Отец действительно как-то заявил Пенелопе:
– Единственное, что твоя мать сделала в жизни достойного – это подарила мне тебя.
Он отдал Пенелопе всю свою привязанность. Будь девушка тщеславна, она бы гордилась таким отношением, наслаждаясь мыслью о собственном превосходстве. Но тщеславие было ей не свойственно, и она лишь страдала оттого, что отец ни во что не ставит ее мать.

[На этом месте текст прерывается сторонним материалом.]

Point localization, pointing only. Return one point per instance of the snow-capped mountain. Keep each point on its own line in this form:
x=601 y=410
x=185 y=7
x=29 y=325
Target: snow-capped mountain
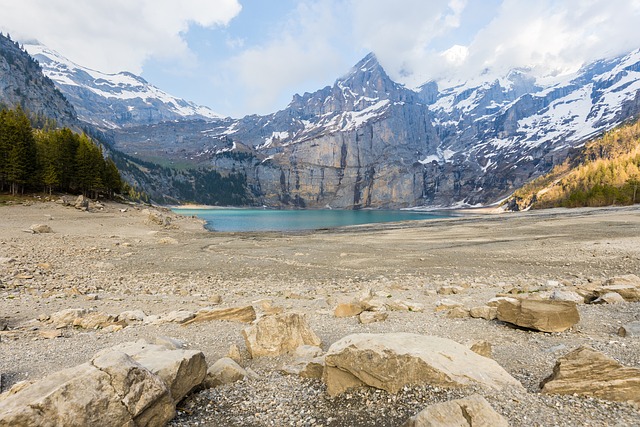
x=113 y=100
x=22 y=83
x=367 y=141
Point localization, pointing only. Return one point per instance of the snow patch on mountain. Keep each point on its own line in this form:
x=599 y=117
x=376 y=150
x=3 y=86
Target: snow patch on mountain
x=121 y=92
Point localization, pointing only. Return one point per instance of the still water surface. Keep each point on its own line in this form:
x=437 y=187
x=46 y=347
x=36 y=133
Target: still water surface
x=294 y=220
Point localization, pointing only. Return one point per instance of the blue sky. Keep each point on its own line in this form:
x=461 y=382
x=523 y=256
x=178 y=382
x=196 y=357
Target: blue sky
x=241 y=57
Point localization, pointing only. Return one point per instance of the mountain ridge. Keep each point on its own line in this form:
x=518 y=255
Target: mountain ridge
x=111 y=101
x=369 y=142
x=23 y=83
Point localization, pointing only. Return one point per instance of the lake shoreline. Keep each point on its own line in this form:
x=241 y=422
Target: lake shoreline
x=131 y=257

– Будь к ней добрее, – просила она отца.
– Я и так к ней слишком добр. Она получает сколько угодно денег и любые побрякушки, какие только захочет. Подобная женщина бывает счастлива, когда ты даришь ей какую-нибудь цацку.
По какой-то причине это воспоминание именно сейчас возникло перед внутренним взором Пенелопы. В глазах закипели слезы и покатились вниз по щекам.
– Я не хочу заставлять вас плакать, – раздался у нее за спиной голос Деймиена.
Пенелопа резко подняла голову. Принц стоял, привалившись к ближайшей колонне. Ветер с реки шевелил полы его сюртука. На нем не было шляпы. В тени павильона его темные волосы казались совсем черными. Сапоги были начищены, пряжки блестели, но на подошвах осталась грязь от их прогулки по лугу.
Его поцелуи все еще горели на ее губах. Этот человек разжег в ее душе пламя, о котором она не имела представления.